Matt will be orchestrating two stunning takeovers of Cunard’s fine dining restaurant The Verandah (which will star his famous glazed Maremma duck with chicory leaf, salsify root and pickled nectarines), and Mark Olive, star of TV’s The Outback Café, will deliver a menu of compelling Australian indigenous botanicals that will change the way you cook at home (like his lemon myrtle barramundi in paper bark).
Melbourne’s star pastry chef Darren Purchese will add his twist to afternoon tea with his Explosive Raspberry Cake and these gin and tonic scones, made with Four Pillars gin and tonic jelly, juniper cream, white chocolate and lime curd. Oh goody, more scones.
Winemeister Huon Hooke will be there to open a bottle or two and pairing wines to dinners by both Matt Moran and Mark Olive. He’s a lovely chap, so save up all your winey questions.
Terry Durack will entertain you with tall tales of the good and the bad side of being a restaurant reviewer, and I’ll be the Hostess with the Mostess, floating here, there and everywhere.

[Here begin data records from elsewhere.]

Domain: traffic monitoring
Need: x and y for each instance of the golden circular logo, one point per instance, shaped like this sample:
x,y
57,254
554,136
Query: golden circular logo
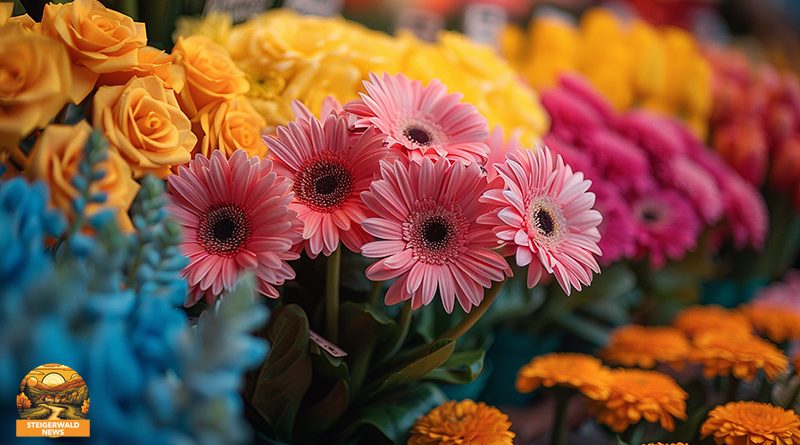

Especially at afternoon tea, if only to ensure that you place the jam first, and then the cream, on your freshly baked scone. This is not negotiable.
Yes, it’s a serious celebration of our food and drink culture, with all sorts of things to do, learn, eat and drink, but it’s going to feel more like a fabulous five-day foodie house party with a bunch of chefs.
And don’t forget, if you’re considering running away to sea and joining us (there are very few cabins left) , that it’s also on a most magnificent vessel; one with spacious decks, art deco restaurants, vast swimming pools, spas, cafes, a croquet pitch, and wonderful little spots in which to sit in the sun and stare out to sea. I’m hoping this is the first of many Great Australian Culinary Voyages for Cunard, and for Australia.
There are so many good things happening, big and small, at sea and on land, fueled by the need to get together, to make things, to build the world we live in and find our own path.
These are just three of the forthcoming events on my plate, but what strikes me is they all hero Australia, and explore or celebrate an Australian way of doing things, without the rules or cultural cringes of the past.
Preferred major event partner of the future: our own country.
Thanks to photographers Leonardo Filippini for Ago Perrone, and Ari Hatzis for the gin and tonic scones. And special thanks to my right-hand man, Terry Durack, for being my own personal World Class Bartender. That first tinkle of ice into the glass at 6.30pm or so (okay, at precisely 6.30pm and not a minute later) is music to my ears.
I would also like to acknowledge the traditional owners of the lands and waters upon which I work, live, cook and play; the Gadigal people of the Eora Nation. I fully support the Uluru Statement from the Heart, and for an Aboriginal and Torres Strait Islander voice to be enshrined in Australia’s Constitution. It’s about time, folks.